On top of that, we’re an open minded couple. We have friends of different sexual orientations, and enjoy talking about sex and kinks together.

However, when it comes to our actual sex life we’re pretty vanilla. We have three kids, and, imho, we’re pretty good parents. We talked about that, and how the fear of messing up our relationship or home life is holding us back from exploring our sexuality together.

We started adding some fantasy talk into our sex, starting with some voyeurism and exhibitions talk that she liked, then started talking about having sex multiple times with the intension of enjoying some DIY sloppy seconds.

Eventually I asked what kinds of things she enjoys thinking about when she’s alone: the answer, “oh, you know threesomes, lots of bodies, the usual stuff.”

Usual stuff? She’d never brought it up before. Threesomes with me, two girls? Two guys? All girls? “All of it, two guys sounds fun..”

I could hear the hesitancy in her voice, the fear of being too risqué in her description - her attitudes and fantasies are wild, she often indicates, but her personality and demeanor can be very reserved, careful, even a bit cold at times. I can relate.

A few weeks later, again during sex, she asks me if I’ve had any sexy thoughts.. I’ve thought about the threesome idea, I say, mirroring her caution.

“With..” she encourages.

Multiple men. “Oh?”

I can feel her body change, her excitement, her breathing quicken.

From there it’s all dirty talk, in the middle of intense sex, describing how I/we would pleasure her, how we’d treat her, and how I’d feel about it. I share how hot I’d find it, how much I’d be turned on sharing her. I think I said it knowing it was a fantasy she enjoyed, but something struck me as I got to the part of the fantasy talk where the 3rd filled her, and it was my turn…

.. it was true. I did find it hot! Indescribably hot, the kinds of feelings I had when we were young, experiencing each other for the first times. There was the sense of the taboo and the forbidden, but the thrill of embracing it, of seeing it for the pleasure it was, and the idea of her enjoying another man and coming back to me was intoxicating.

For a few weeks it was a consistent source of erotic fantasy, many of which I kept to myself, but some of which I shared. At one point I tried to bring it up again during sex, but she wasn’t into it.

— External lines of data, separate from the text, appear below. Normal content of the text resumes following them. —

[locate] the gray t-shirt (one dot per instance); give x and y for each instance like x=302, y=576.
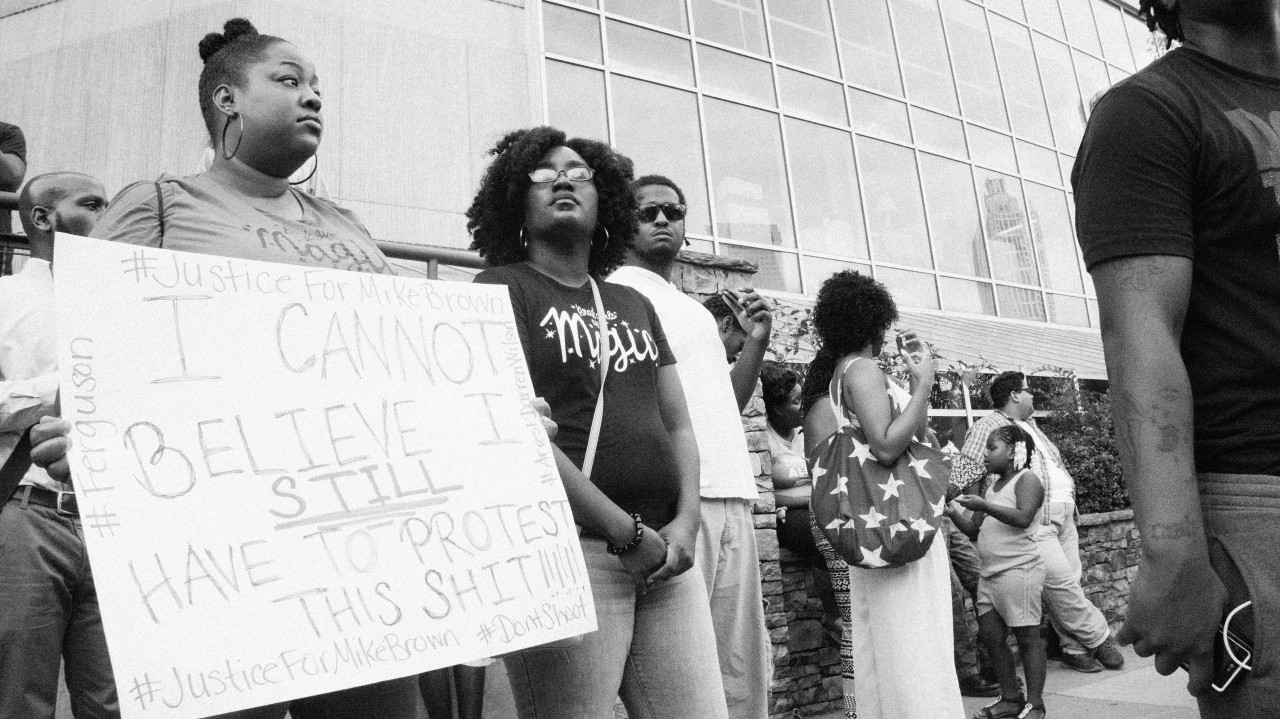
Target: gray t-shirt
x=196, y=214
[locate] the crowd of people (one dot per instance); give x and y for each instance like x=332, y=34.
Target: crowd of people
x=650, y=450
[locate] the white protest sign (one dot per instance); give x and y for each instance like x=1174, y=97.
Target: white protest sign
x=297, y=480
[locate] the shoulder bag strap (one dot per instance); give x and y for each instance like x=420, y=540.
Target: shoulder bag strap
x=603, y=358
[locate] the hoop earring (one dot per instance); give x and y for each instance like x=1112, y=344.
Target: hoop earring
x=228, y=124
x=315, y=166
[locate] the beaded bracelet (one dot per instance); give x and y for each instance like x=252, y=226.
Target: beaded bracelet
x=631, y=545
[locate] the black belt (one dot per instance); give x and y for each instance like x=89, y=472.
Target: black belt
x=64, y=502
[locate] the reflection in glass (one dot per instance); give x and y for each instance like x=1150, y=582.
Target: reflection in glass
x=824, y=184
x=992, y=149
x=736, y=76
x=924, y=54
x=1022, y=85
x=1055, y=242
x=748, y=181
x=662, y=13
x=965, y=296
x=954, y=221
x=895, y=213
x=1009, y=229
x=1060, y=90
x=657, y=127
x=909, y=289
x=938, y=133
x=572, y=33
x=1020, y=303
x=818, y=269
x=976, y=64
x=807, y=95
x=878, y=115
x=737, y=23
x=778, y=270
x=575, y=100
x=867, y=45
x=1066, y=310
x=801, y=35
x=1042, y=15
x=648, y=53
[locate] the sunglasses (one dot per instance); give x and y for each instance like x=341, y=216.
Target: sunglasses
x=579, y=173
x=673, y=213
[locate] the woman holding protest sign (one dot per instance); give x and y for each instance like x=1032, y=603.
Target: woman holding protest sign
x=552, y=216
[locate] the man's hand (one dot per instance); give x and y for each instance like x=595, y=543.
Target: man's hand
x=1175, y=607
x=49, y=443
x=757, y=315
x=681, y=543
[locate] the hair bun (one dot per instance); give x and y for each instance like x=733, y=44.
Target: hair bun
x=233, y=30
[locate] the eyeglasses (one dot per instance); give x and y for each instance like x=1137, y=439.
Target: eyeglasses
x=672, y=211
x=577, y=173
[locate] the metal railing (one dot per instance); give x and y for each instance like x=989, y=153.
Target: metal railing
x=429, y=255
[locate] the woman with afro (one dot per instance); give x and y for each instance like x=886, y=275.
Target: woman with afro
x=896, y=653
x=553, y=216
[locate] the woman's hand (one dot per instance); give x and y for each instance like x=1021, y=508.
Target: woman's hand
x=681, y=539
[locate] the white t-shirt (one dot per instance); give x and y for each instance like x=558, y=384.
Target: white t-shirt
x=725, y=465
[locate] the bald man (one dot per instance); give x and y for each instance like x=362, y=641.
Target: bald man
x=46, y=589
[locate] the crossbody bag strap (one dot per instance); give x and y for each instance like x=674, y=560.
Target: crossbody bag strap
x=603, y=358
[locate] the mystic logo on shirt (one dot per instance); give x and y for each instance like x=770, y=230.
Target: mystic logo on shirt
x=577, y=326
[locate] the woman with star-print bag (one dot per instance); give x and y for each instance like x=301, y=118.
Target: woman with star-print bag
x=878, y=494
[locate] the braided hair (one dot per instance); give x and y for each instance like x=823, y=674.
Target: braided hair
x=227, y=55
x=497, y=214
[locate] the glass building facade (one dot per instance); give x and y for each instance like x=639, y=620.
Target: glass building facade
x=928, y=142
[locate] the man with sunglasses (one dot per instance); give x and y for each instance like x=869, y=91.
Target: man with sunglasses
x=1087, y=642
x=716, y=394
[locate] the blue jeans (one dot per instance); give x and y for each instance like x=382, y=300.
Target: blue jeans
x=656, y=650
x=48, y=613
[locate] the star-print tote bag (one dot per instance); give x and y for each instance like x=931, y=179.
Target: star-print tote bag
x=872, y=514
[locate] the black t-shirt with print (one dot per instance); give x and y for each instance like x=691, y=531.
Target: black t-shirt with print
x=1184, y=159
x=634, y=461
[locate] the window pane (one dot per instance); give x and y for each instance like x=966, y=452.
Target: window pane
x=648, y=53
x=1064, y=99
x=952, y=210
x=1043, y=15
x=662, y=13
x=801, y=35
x=867, y=45
x=938, y=132
x=1115, y=41
x=778, y=270
x=878, y=115
x=1008, y=237
x=807, y=95
x=818, y=269
x=1055, y=242
x=737, y=23
x=976, y=63
x=1066, y=310
x=964, y=296
x=1038, y=163
x=895, y=214
x=924, y=54
x=1022, y=85
x=826, y=189
x=736, y=76
x=663, y=143
x=909, y=289
x=575, y=100
x=748, y=182
x=992, y=149
x=1079, y=26
x=1020, y=303
x=572, y=33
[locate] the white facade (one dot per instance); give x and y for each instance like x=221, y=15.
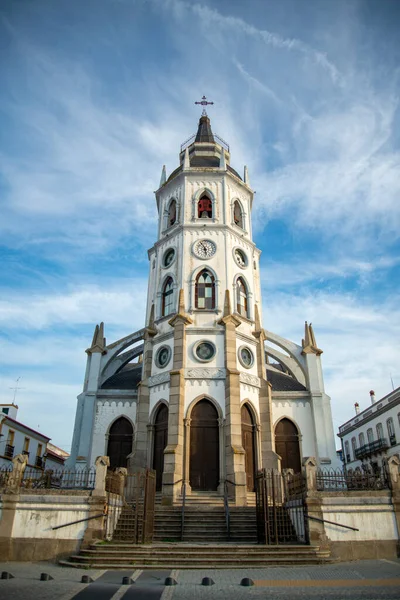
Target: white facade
x=17, y=438
x=204, y=246
x=372, y=435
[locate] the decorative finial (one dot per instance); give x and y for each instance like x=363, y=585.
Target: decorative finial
x=163, y=178
x=204, y=103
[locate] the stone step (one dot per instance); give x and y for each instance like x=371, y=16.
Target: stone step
x=189, y=549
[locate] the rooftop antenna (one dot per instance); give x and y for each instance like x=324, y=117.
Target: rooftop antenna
x=391, y=379
x=204, y=103
x=16, y=388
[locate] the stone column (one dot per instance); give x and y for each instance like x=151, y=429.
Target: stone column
x=102, y=463
x=137, y=460
x=313, y=503
x=394, y=482
x=19, y=463
x=234, y=452
x=122, y=474
x=173, y=453
x=269, y=458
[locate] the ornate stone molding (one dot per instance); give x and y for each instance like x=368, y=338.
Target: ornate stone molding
x=250, y=379
x=158, y=379
x=205, y=373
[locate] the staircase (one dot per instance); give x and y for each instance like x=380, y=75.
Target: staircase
x=205, y=542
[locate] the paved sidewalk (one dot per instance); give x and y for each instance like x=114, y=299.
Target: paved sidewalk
x=366, y=580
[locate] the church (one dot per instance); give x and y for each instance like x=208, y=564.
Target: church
x=203, y=394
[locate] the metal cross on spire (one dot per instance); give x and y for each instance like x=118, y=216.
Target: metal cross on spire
x=204, y=103
x=16, y=388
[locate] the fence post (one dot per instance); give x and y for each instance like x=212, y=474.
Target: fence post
x=313, y=501
x=394, y=476
x=122, y=474
x=95, y=529
x=310, y=473
x=19, y=465
x=102, y=463
x=394, y=482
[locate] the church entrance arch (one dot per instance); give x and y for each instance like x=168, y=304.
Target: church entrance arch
x=120, y=440
x=160, y=442
x=287, y=445
x=249, y=446
x=204, y=447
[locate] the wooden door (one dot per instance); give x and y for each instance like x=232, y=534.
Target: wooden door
x=248, y=443
x=160, y=442
x=204, y=447
x=120, y=441
x=287, y=445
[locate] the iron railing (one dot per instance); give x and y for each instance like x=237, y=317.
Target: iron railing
x=183, y=509
x=280, y=508
x=9, y=451
x=371, y=448
x=331, y=480
x=39, y=462
x=227, y=513
x=5, y=472
x=131, y=518
x=79, y=479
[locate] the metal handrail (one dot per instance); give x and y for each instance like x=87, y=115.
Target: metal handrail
x=331, y=522
x=183, y=509
x=226, y=507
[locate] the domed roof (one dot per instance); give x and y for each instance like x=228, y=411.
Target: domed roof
x=126, y=378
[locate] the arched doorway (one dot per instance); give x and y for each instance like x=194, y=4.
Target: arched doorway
x=204, y=447
x=160, y=442
x=248, y=443
x=120, y=440
x=287, y=445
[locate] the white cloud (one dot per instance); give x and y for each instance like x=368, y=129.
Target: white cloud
x=121, y=304
x=359, y=340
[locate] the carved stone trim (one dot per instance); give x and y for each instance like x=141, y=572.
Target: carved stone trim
x=250, y=379
x=158, y=379
x=205, y=373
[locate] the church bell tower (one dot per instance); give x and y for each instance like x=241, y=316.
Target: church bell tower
x=204, y=376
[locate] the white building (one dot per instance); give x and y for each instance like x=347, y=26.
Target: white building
x=17, y=438
x=203, y=393
x=372, y=435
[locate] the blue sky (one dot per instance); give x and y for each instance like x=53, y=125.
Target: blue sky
x=96, y=96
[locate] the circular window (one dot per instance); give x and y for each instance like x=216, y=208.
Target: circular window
x=240, y=258
x=163, y=356
x=169, y=257
x=246, y=357
x=204, y=351
x=204, y=249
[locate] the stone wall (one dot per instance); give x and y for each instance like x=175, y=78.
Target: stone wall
x=27, y=522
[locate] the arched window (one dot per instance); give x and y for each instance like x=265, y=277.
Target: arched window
x=391, y=432
x=238, y=215
x=347, y=451
x=204, y=207
x=171, y=214
x=353, y=447
x=242, y=300
x=120, y=440
x=167, y=298
x=205, y=290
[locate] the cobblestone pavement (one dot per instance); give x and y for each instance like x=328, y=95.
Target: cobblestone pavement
x=366, y=580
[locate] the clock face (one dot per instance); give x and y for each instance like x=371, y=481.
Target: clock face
x=169, y=257
x=204, y=249
x=240, y=258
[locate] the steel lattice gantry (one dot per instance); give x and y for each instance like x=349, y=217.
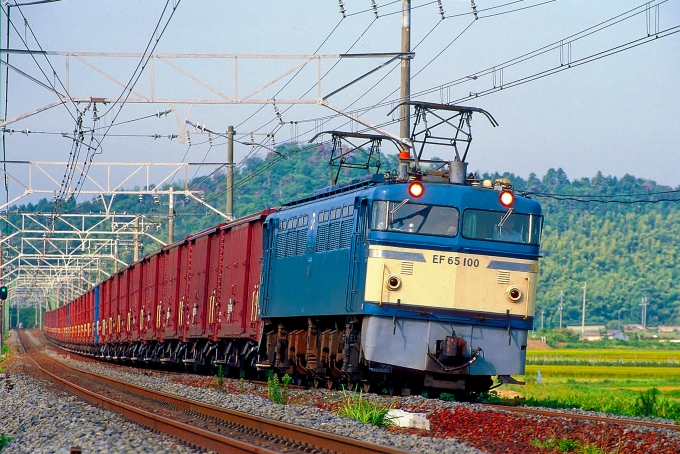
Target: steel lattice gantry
x=49, y=258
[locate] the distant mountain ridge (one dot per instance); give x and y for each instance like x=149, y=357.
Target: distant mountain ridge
x=617, y=235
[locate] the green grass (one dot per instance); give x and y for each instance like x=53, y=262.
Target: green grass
x=274, y=391
x=4, y=441
x=564, y=445
x=609, y=357
x=356, y=407
x=590, y=381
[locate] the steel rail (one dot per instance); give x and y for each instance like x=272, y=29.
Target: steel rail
x=304, y=436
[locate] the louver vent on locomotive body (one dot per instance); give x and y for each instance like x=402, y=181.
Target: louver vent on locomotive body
x=291, y=243
x=503, y=277
x=301, y=241
x=322, y=238
x=334, y=236
x=407, y=268
x=281, y=245
x=346, y=234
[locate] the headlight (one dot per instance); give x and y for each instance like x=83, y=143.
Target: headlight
x=393, y=282
x=514, y=294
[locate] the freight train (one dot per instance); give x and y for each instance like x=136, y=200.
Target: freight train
x=409, y=281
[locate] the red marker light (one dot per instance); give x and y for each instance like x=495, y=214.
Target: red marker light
x=507, y=198
x=416, y=189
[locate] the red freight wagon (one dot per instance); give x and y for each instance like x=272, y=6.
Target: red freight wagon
x=170, y=286
x=106, y=300
x=237, y=316
x=122, y=326
x=134, y=304
x=150, y=310
x=201, y=247
x=194, y=301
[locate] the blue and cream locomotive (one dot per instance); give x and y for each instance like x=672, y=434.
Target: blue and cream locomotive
x=422, y=279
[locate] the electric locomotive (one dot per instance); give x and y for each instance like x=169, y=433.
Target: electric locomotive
x=422, y=279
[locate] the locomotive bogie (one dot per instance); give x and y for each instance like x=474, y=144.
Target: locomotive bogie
x=415, y=344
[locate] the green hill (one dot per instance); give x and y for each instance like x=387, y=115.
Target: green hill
x=618, y=235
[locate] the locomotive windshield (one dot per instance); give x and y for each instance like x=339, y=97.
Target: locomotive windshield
x=415, y=218
x=494, y=226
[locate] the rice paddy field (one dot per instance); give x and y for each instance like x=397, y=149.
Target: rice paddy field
x=623, y=381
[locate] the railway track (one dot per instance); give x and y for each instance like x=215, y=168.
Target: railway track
x=205, y=426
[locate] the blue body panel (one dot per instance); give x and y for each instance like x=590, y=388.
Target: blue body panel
x=314, y=280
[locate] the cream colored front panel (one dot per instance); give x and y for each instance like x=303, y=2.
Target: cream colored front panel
x=468, y=282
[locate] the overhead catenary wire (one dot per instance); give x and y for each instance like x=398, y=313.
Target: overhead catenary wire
x=125, y=94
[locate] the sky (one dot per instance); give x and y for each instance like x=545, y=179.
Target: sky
x=617, y=114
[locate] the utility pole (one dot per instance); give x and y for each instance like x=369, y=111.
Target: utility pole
x=136, y=246
x=583, y=315
x=405, y=95
x=644, y=312
x=621, y=309
x=561, y=307
x=171, y=216
x=542, y=314
x=230, y=173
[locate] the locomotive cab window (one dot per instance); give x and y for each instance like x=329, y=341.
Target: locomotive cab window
x=497, y=226
x=414, y=218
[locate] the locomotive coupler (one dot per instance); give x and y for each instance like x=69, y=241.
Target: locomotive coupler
x=450, y=349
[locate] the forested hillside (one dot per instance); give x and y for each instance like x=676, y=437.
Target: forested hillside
x=617, y=235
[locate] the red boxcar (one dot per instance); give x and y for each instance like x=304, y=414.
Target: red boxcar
x=194, y=301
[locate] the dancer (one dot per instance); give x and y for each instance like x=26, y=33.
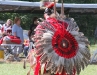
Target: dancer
x=62, y=49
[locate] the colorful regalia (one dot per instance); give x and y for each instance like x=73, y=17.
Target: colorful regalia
x=59, y=46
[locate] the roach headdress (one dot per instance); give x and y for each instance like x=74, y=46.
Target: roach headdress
x=62, y=49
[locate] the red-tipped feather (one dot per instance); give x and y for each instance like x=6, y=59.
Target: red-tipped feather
x=48, y=3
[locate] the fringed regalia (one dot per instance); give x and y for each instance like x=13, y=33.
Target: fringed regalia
x=59, y=46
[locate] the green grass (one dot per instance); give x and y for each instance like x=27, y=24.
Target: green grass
x=17, y=68
x=13, y=69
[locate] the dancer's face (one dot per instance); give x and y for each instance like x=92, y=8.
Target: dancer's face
x=53, y=15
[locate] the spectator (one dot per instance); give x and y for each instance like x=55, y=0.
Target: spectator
x=7, y=27
x=31, y=31
x=18, y=32
x=32, y=27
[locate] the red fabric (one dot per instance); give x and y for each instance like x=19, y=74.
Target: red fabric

Then, suddenly, she was talking about it, her story this time- about multiple men, coming into the room one after the other, having their way with her, filling her, then walking out to open the door for the next man. I asked where she imagined me? “Where do you want to be?” She asked. I’ll go last, I answered. “Good.” She smiled, “I’ll be such a mess.. is that okay?”

I pictured it, her hair and makeup a mess, the sheets wet and crumpled, her body; hot, wet inviting and covered in all those before me.

This felt different than other fantasies, more real, that she was sharing something deeper with me. It was exposing something deeper in me too, and I was aroused, even eager to hear more, do more, explore this. I didn’t feel jealous of the fantasy, or the desire that clearly lay behind it. I felt secure, and grateful she was sharing this, being vulnerable and lustful together. That this was simmering we were imaging together.

“Is that okay?” Her eyes pleading.

My answer surprised me at first, and then not at all.